A cena da fogueira neste claustro é dada como exemplo de
eventos no convento que “podem incluir artes de pirotecnia em locais
considerados apropriados, desde que devidamente acompanhados por profissionais
credenciados, por bombeiros e protecção civil", indicavam Paula Silva e
Andreia Galvão na mesma resposta conjunta à RTP. Foi filmada por “uma equipa
experiente”, defende o produtor, a da empresa de efeitos especiais espanhola
Reyes Abades, que já montou uma falsa pira no mesmo Convento de Cristo para outro
filme e que trabalhou com fogo na catedral de Salamanca ou no Teatro Romano de
Mérida.
Segundo a produção, a pira de Tomar era composta por uma
estrutura de aço coberta de madeira tratada com materiais retardadores de fogo
e com 12 metros de altura. No local estavam elementos dos bombeiros e da
protecção civil.
Questionado pelo PÚBLICO sobre se o pedido de cedência do
espaço contemplava uma cena com pirotecnia, o produtor diz: “Não há dúvida de
que tinham conhecimento do que estávamos a fazer e não houve oposição.”
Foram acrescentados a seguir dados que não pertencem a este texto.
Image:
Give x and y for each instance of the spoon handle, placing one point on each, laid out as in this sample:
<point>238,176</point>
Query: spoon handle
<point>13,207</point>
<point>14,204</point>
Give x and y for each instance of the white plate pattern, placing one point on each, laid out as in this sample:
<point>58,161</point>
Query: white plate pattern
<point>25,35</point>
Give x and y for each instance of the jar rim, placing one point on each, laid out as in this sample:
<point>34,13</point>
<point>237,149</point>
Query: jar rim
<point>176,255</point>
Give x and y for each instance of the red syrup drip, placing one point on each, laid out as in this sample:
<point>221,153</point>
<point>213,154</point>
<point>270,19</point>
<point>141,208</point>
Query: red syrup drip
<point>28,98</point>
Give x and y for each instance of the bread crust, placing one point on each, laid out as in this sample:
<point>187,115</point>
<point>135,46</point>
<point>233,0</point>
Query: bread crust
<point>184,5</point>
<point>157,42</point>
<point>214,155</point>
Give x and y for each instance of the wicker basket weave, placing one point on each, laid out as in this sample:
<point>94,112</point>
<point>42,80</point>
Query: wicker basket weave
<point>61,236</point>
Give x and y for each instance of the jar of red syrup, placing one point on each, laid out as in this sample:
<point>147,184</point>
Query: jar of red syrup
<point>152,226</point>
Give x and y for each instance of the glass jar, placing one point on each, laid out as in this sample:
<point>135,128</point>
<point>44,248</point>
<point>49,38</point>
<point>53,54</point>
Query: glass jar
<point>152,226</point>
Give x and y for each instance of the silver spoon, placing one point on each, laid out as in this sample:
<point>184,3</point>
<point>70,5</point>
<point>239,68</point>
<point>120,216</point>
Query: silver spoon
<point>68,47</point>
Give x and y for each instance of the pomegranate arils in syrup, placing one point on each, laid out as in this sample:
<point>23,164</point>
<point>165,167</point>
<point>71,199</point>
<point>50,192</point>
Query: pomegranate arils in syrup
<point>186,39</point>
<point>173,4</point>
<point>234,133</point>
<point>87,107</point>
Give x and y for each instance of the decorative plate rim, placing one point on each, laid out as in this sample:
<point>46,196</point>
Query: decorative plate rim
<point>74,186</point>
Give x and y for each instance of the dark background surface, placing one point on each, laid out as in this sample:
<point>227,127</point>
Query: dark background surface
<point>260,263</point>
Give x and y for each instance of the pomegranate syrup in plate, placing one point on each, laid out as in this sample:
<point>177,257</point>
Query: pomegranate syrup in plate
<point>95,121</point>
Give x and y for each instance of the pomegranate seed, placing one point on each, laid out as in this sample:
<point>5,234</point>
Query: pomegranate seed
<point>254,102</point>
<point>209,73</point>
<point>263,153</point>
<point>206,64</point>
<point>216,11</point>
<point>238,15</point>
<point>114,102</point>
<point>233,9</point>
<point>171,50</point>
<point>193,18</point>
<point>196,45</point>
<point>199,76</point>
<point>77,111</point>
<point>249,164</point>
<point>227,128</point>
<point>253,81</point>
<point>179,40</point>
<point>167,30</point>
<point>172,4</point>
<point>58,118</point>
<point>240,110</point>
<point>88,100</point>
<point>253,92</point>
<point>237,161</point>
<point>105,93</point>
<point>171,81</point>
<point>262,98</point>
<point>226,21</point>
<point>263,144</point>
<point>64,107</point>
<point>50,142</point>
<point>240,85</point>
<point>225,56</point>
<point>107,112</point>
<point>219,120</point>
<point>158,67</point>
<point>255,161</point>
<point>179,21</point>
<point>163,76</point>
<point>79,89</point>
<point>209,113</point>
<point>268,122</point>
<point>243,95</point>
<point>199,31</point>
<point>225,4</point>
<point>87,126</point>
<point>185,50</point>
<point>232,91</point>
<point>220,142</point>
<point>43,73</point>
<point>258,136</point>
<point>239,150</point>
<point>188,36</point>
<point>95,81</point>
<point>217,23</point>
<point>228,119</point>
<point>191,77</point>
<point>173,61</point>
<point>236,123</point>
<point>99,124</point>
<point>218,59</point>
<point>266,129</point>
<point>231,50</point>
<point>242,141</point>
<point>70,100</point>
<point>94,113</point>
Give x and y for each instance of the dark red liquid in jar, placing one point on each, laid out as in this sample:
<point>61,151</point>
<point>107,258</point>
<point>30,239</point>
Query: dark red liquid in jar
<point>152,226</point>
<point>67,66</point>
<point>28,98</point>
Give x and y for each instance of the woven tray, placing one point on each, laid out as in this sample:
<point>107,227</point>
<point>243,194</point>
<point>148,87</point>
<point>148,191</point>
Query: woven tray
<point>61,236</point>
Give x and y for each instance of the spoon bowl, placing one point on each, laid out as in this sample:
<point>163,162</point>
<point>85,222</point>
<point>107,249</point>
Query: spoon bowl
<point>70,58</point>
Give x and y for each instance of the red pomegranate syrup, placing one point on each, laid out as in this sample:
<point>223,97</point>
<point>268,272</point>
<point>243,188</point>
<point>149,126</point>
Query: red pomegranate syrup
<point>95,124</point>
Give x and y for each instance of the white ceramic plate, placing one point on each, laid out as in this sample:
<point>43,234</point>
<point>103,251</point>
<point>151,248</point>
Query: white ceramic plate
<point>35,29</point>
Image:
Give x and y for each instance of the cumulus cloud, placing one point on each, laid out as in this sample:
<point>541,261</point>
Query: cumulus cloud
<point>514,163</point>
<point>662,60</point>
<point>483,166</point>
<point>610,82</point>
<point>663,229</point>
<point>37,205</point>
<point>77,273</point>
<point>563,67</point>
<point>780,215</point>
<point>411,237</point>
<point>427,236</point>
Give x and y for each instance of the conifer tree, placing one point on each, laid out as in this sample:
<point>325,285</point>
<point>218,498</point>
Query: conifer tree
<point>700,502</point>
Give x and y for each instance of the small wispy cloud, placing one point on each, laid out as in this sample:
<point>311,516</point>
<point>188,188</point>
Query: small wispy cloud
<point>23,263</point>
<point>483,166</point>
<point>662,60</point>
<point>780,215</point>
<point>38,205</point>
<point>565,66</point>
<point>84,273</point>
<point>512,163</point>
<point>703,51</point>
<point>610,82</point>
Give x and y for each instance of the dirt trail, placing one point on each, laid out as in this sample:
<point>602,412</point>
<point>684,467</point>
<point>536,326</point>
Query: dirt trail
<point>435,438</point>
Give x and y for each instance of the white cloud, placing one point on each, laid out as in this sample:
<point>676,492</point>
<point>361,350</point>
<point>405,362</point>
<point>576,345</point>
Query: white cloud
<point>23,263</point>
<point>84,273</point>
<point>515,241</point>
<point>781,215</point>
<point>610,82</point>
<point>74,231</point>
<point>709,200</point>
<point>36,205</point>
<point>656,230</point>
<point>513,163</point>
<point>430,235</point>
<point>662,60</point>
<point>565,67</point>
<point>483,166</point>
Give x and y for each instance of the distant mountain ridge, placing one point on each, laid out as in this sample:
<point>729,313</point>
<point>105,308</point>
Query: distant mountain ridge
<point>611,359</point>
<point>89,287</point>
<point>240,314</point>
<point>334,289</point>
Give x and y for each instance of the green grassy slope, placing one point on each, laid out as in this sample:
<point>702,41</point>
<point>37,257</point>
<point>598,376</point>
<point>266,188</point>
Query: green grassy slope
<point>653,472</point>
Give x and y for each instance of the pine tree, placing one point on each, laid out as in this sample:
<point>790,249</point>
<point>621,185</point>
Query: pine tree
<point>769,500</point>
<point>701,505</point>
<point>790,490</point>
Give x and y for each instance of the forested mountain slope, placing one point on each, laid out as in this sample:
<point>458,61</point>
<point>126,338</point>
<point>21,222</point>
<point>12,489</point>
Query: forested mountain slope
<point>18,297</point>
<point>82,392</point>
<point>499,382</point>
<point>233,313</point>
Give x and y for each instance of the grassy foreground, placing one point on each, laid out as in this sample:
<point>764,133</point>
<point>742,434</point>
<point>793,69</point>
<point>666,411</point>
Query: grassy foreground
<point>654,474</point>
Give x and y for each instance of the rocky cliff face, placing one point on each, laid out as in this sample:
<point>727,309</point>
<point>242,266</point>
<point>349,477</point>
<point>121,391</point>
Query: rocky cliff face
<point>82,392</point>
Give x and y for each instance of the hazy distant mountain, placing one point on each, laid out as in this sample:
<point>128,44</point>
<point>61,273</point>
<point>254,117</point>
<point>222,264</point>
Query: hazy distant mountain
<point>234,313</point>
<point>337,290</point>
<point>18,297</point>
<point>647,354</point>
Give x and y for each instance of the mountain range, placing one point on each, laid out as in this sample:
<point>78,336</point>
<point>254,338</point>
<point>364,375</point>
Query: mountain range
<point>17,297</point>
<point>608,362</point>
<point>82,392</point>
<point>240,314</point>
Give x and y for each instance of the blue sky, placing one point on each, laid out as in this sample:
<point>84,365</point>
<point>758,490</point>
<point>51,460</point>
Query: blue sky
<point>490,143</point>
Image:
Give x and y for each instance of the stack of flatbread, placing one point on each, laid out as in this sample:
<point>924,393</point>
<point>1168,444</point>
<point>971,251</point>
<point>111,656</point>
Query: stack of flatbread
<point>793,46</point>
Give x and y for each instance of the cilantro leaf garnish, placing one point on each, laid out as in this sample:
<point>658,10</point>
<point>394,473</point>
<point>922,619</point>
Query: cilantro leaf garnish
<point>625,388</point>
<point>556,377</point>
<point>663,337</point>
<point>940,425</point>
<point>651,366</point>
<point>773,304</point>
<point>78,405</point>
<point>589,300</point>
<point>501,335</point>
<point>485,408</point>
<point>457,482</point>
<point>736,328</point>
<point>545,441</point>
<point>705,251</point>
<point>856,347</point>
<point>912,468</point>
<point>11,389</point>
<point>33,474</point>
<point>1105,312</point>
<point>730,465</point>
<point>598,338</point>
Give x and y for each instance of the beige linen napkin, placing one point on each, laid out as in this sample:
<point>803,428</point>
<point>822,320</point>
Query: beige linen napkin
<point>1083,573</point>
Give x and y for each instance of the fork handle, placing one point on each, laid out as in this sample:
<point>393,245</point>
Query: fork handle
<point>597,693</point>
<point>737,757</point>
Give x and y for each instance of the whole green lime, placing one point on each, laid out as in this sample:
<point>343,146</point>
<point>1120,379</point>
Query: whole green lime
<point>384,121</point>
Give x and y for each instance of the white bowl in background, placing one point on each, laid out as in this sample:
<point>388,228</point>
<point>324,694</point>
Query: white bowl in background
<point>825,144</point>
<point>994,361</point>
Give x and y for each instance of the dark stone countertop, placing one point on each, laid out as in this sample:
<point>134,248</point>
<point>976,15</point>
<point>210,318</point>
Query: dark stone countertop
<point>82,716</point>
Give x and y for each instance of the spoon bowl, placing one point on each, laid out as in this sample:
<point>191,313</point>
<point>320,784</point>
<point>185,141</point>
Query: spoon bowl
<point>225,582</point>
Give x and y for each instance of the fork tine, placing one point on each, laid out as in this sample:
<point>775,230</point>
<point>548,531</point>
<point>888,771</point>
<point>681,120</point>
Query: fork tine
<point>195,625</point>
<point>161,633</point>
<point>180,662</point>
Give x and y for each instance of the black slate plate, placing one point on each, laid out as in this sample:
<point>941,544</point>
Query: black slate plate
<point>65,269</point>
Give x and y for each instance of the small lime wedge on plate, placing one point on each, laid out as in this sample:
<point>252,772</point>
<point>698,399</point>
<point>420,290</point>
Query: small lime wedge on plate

Acrescenta ainda não ter sido identificado “nenhum” dano relacionado com a cena
do sacrifício da santa, que terá durado cinco minutos, alimentados por cerca de
40 botijas de gás, e que a sua equipa estava alertada para os cuidados a ter
durante os muitos dias de estadia no convento. Em torno da cena estavam mais de
20 extintores e dois circuitos de água, adianta, por seu turno, a Reyes Abades.